ツグミ団地の人々 〈レモンパイレディ 16〉

  それから間もなく妄想がひどくなったということで、誰かが引き取りに来て、そして車でどこかへ行ってしまった。
 あの女の子の人形もどうなったのかわからない。たぶん岡田さんと一緒に行ったはずなんだけど、その後も隣にあの子がいるような気がして、僕はベランダからこっそりと覗いてみずにはいられなかった。けれど青いカーテンの向こうは、いつもひっそりと静かだった。
 そして、僕はいつか岡田さんのことも、人形のことも、もちろん、女子おじさんのことも忘れてしまった。

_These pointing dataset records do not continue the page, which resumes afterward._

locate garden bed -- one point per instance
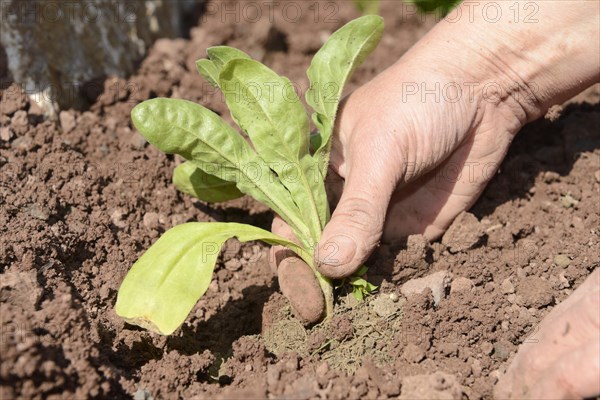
(80, 200)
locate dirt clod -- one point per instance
(437, 282)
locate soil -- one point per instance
(82, 198)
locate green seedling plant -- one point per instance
(278, 169)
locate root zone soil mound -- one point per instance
(82, 198)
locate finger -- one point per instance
(356, 224)
(575, 375)
(297, 281)
(299, 284)
(571, 323)
(278, 253)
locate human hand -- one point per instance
(418, 144)
(561, 360)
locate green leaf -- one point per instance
(221, 55)
(367, 6)
(443, 6)
(266, 106)
(201, 136)
(208, 70)
(190, 179)
(165, 283)
(331, 69)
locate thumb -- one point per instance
(357, 223)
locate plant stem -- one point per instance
(326, 287)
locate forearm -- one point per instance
(540, 53)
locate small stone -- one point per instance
(322, 369)
(384, 306)
(37, 212)
(22, 143)
(506, 287)
(568, 201)
(495, 375)
(502, 349)
(116, 218)
(461, 284)
(413, 353)
(564, 282)
(562, 261)
(151, 220)
(437, 282)
(67, 120)
(551, 176)
(476, 368)
(448, 349)
(6, 133)
(534, 291)
(438, 385)
(233, 264)
(20, 121)
(142, 394)
(137, 141)
(464, 233)
(487, 348)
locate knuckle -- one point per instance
(360, 214)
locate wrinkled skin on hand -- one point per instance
(567, 339)
(398, 166)
(406, 162)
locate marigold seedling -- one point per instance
(278, 169)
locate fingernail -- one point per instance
(336, 251)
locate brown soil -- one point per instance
(80, 200)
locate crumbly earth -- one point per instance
(83, 197)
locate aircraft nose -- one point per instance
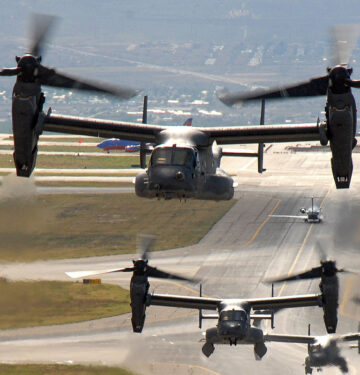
(171, 178)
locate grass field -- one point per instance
(43, 369)
(68, 226)
(34, 303)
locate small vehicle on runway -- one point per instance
(311, 215)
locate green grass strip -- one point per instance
(34, 303)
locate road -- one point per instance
(233, 259)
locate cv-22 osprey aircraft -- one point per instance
(234, 315)
(322, 350)
(185, 161)
(340, 125)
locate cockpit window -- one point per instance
(233, 315)
(173, 156)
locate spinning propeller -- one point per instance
(30, 70)
(140, 266)
(338, 78)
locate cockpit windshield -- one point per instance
(173, 156)
(233, 315)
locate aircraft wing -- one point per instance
(274, 303)
(147, 132)
(350, 337)
(184, 301)
(263, 133)
(291, 216)
(296, 339)
(102, 128)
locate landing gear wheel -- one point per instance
(208, 349)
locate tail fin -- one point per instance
(261, 145)
(142, 144)
(188, 122)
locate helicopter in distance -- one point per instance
(323, 351)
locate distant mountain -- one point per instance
(177, 50)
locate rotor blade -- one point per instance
(41, 25)
(314, 87)
(50, 77)
(312, 274)
(343, 41)
(154, 272)
(78, 274)
(144, 243)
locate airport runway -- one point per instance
(244, 248)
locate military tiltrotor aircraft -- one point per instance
(309, 215)
(340, 125)
(329, 286)
(184, 162)
(322, 350)
(234, 315)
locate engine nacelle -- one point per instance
(139, 287)
(341, 136)
(216, 187)
(330, 300)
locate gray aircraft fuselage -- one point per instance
(234, 328)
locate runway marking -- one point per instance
(349, 286)
(261, 226)
(302, 247)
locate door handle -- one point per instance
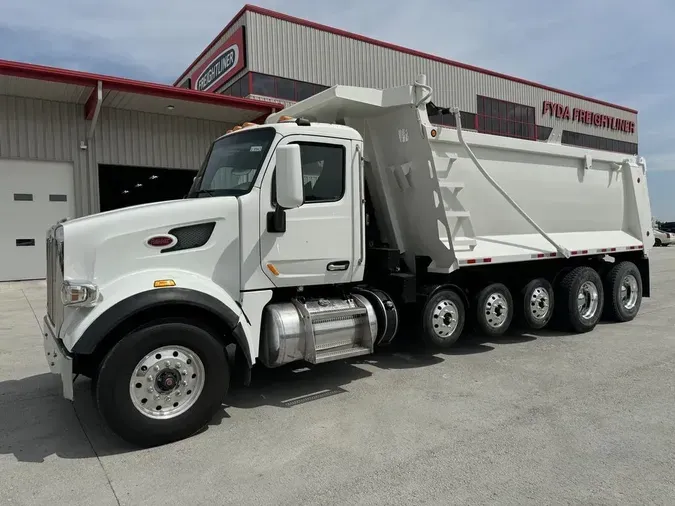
(342, 265)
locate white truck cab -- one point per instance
(310, 237)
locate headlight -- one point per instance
(79, 293)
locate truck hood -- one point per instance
(106, 246)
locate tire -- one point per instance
(536, 304)
(443, 319)
(201, 361)
(623, 292)
(494, 310)
(570, 312)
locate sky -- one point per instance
(615, 50)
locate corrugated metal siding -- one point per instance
(46, 130)
(238, 24)
(30, 88)
(285, 49)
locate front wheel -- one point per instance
(162, 383)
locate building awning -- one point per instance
(49, 83)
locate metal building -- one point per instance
(267, 55)
(73, 143)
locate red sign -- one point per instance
(587, 117)
(226, 60)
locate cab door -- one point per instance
(317, 246)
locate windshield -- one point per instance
(233, 163)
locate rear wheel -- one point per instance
(536, 304)
(162, 383)
(623, 292)
(580, 299)
(494, 310)
(443, 319)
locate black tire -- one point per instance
(443, 319)
(113, 384)
(623, 292)
(567, 312)
(494, 310)
(536, 305)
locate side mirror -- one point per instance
(290, 192)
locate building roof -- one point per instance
(50, 83)
(394, 47)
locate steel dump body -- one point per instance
(432, 199)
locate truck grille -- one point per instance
(54, 280)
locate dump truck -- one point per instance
(319, 235)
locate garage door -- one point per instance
(33, 196)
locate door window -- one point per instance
(323, 173)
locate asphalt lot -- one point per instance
(533, 419)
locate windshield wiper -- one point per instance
(210, 193)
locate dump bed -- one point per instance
(464, 198)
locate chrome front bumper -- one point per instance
(58, 359)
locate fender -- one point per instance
(130, 306)
(86, 328)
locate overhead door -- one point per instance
(33, 196)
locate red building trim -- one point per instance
(394, 47)
(43, 73)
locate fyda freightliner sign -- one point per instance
(579, 115)
(226, 61)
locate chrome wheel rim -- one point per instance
(587, 300)
(629, 292)
(496, 310)
(445, 318)
(540, 303)
(167, 382)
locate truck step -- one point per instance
(329, 356)
(458, 214)
(451, 185)
(464, 242)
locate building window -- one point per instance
(282, 88)
(443, 116)
(239, 88)
(264, 85)
(543, 133)
(498, 117)
(600, 143)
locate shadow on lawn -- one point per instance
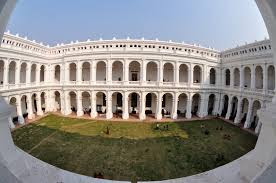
(149, 159)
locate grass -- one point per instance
(133, 151)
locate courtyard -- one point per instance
(133, 151)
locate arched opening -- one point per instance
(73, 102)
(225, 106)
(2, 64)
(73, 72)
(259, 77)
(151, 105)
(42, 73)
(117, 71)
(101, 71)
(183, 73)
(234, 108)
(23, 71)
(271, 77)
(57, 73)
(86, 69)
(168, 73)
(14, 115)
(86, 103)
(12, 67)
(34, 103)
(236, 77)
(255, 118)
(211, 104)
(133, 103)
(195, 104)
(247, 77)
(212, 76)
(152, 71)
(134, 71)
(182, 105)
(197, 74)
(227, 77)
(43, 101)
(24, 106)
(117, 104)
(244, 110)
(167, 105)
(33, 73)
(101, 104)
(57, 101)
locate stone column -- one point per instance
(253, 77)
(125, 106)
(176, 74)
(229, 110)
(79, 104)
(94, 113)
(17, 73)
(126, 72)
(159, 99)
(6, 73)
(160, 73)
(189, 106)
(247, 123)
(79, 72)
(109, 113)
(175, 106)
(38, 105)
(142, 115)
(19, 110)
(238, 116)
(37, 74)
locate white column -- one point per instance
(94, 113)
(253, 77)
(159, 99)
(79, 104)
(19, 110)
(6, 73)
(125, 106)
(109, 113)
(249, 114)
(238, 116)
(229, 109)
(17, 73)
(142, 115)
(175, 106)
(160, 73)
(79, 72)
(38, 104)
(37, 74)
(189, 106)
(126, 71)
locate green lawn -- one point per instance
(133, 151)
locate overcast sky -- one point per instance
(217, 23)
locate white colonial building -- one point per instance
(136, 79)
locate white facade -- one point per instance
(137, 78)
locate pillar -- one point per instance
(38, 105)
(175, 106)
(229, 110)
(109, 113)
(159, 99)
(238, 116)
(125, 106)
(94, 113)
(79, 104)
(142, 115)
(189, 106)
(248, 121)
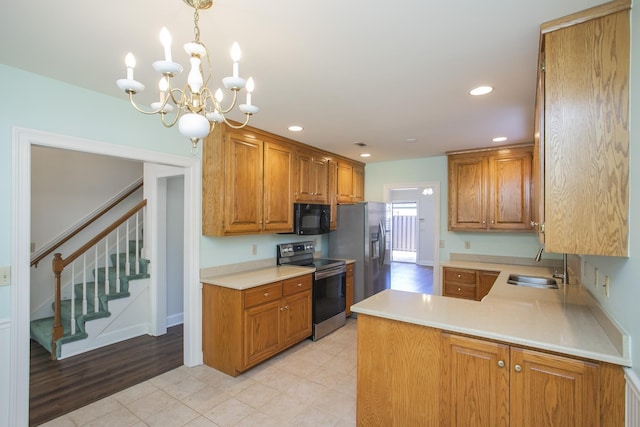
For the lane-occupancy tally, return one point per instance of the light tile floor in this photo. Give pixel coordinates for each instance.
(311, 384)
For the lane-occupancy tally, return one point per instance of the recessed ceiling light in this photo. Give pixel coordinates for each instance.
(481, 90)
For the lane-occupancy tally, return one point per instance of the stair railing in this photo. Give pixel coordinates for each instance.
(65, 237)
(59, 264)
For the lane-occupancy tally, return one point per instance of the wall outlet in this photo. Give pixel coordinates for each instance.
(5, 276)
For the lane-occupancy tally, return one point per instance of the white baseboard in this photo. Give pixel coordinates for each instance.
(175, 319)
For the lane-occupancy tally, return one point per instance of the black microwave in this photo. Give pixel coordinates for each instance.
(311, 219)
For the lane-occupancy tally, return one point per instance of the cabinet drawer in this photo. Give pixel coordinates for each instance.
(262, 294)
(459, 275)
(296, 284)
(459, 290)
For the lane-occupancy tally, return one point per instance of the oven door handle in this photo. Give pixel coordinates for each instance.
(322, 274)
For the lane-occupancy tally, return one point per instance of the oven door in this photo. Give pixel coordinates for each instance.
(329, 293)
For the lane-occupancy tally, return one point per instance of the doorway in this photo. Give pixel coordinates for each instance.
(415, 235)
(23, 139)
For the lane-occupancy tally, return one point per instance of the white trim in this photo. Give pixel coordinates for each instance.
(386, 188)
(20, 237)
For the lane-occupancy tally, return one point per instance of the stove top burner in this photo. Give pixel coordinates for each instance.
(301, 253)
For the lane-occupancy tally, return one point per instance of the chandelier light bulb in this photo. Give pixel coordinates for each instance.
(130, 62)
(236, 53)
(165, 39)
(195, 79)
(250, 87)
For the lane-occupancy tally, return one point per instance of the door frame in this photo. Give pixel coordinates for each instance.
(386, 189)
(22, 140)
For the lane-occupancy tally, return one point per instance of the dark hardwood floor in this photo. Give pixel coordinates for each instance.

 なぜ「レモンパイレディ」からこんな連想になったのだろう。時間はすでに深夜近い。
「それで、おまえたち結婚するつもりなのか」
 山野がふと顔をあげて言った。あまりにも決まり切ったことを言うので、僕はあきれた。
「文香は・・・・・・」
 と山野はいう。文香、と呼び捨てにすることにむっとしながら、気づかないふりで僕は言う。
「そうだけど」
「あいつは一度自殺しようとしたことのある女だ。失恋した相手は取引先の・・・・・・」
 そのとき、僕のアパートの部屋で、ケーキを前にしてすわり、僕をじっと待ち続けている文香の小さな姿が目に浮かんできた。
「もちろん、知ってるさ」
 僕はちっとも知りはしないのにそう言った。
 見上げれば、遊具に開いたいくつもの穴が暗い街頭の中に浮かび上がり、まるでそのひとつひとつが中に生き物を宿し孵化しているように思われた。
 僕があまりに怖い顔をしていたからだろう。
「冗談だよ。冗談」
 山根は慌てたように言った。僕はそちらを見もしなかった。
 それから立ち上がると、急いで文香の待っているアパートへ向かった。もう二度と幸福が逃げないように、そう念じて急いで夜の道を走って帰ったんだ。